Cyd Tells All

Cydneyrai

An exploration of (and discussion on) life through self-discovery, faith, community, and joy from an ever-evolving and ever-curious creative. cydneyrai.substack.com

  1. 04/21/2025

    The Start of Divine Disruption

    Welcome to the real, raw, and uncut testimony of my life in real-time. If you’re new to the podcast, this unfolding has been happening since June 25th, 2023. Six seasons later and God went, “Yeah, give ‘em another one.” I find this funny because I fought starting this venture for literal years. I told myself nobody wanted to hear me yap. I told myself that I was too soft-spoken but also too animated. I didn’t want to do a script or video, so nobody would probably see it if I didn’t promote it heavily. Clearly, I was very wrong. This is why God forever has my Hallelujah, Yes, and Amen. No matter how bizarre I find something, when I’m obedient and actually do it, God shows up and shows out. God continues to show me that I am a disruptor. I’m supposed to be the outcast and show people that you can lead well, no matter your title or following. I’m supposed to be the one to remind you to work with what you’ve got and let God handle the rest. I’m supposed to make you uncomfortable with the “normal” way of doing things because a lot of us aren’t normal, nor should we be.
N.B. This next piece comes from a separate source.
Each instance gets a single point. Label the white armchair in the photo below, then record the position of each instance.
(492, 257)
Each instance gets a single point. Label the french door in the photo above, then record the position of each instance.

All I’m saying is, if you get nothing else from this episode, understand this… The blessing is in the pivot you keep avoiding. I’m about to start a new section for gardening, In Her Cosmos, and a for-your-eyes-only one for my book for any of my paid subscribers under this publication, The Year of Audacity in the Name of Good. If you read this far, you a real one, and you got to know first. *giggles and hides* This is a public episode. If you'd like to discuss this with other subscribers or get access to bonus episodes, visit cydneyrai.substack.com/subscribe

    19 min
  2. A Prayer for March

    03/03/2025

    A Prayer for March

    Imma need you to keep an open mind and hear me out. Not even a minute into this, I mentioned praying for our enemies. I know, I know! As an optimist and someone who gives unconditional love from Day 1, I hit my own nerve so you’re not alone. Once you become an enemy of mine, I close that door, deadbolt it, go over it with brick, and the most you’ll get outta me is cordial behavior. I’m kind, not nice. I feel like I’m the more centered version of my Granny Ann in that way. Divine, spiritual, a vibe, but please don’t play with me. Try Jesus, not I. But, back to this prayer! In Jesus’ name, I pray March is so good to you that your whole world opens up to truly how limitless life is in possibilities cause you’re partnered with The One. May your joy be unapologetic and wholesome, the love real and felt from miles away, and laughter find you even when the storm tries to stay. May you feel safe, protected, seen, celebrated, and heard without having to fight for it. May you find the people you can share your dreams, hopes, and challenges with and everything just clicks. It never feels forced. May you always be treated with care and love. Not as if you’re fragile, but as if you’re the most precious treasure someone has found. May you be happy, healthy, and free. May you find the light or be the light every single day. May you be reconciled to your Source first and foremost every morning and evening. May the greatness in you be activated. You + God = The Majority And if you’re carrying grief right now in any way, shape, or form, I pray that you allow the duality of your emotions to exist. May you allow yourself to feel your emotions in your solitude. Amen! I want you to have the best March you’ve ever had, even if I don’t know you like that. I’m so serious. Like you are just experiencing win after win, blessing after blessing, and you get the best sleep each day cause it’s just that good. Ready for the Season 6 finale tomorrow? Subscribe so you don’t miss out! This is a public episode. If you'd like to discuss this with other subscribers or get access to bonus episodes, visit cydneyrai.substack.com/subscribe

    15 min
  3. Hey, You're Not Aspiring. You're Inspiring.

    03/02/2025

    Hey, You're Not Aspiring. You're Inspiring.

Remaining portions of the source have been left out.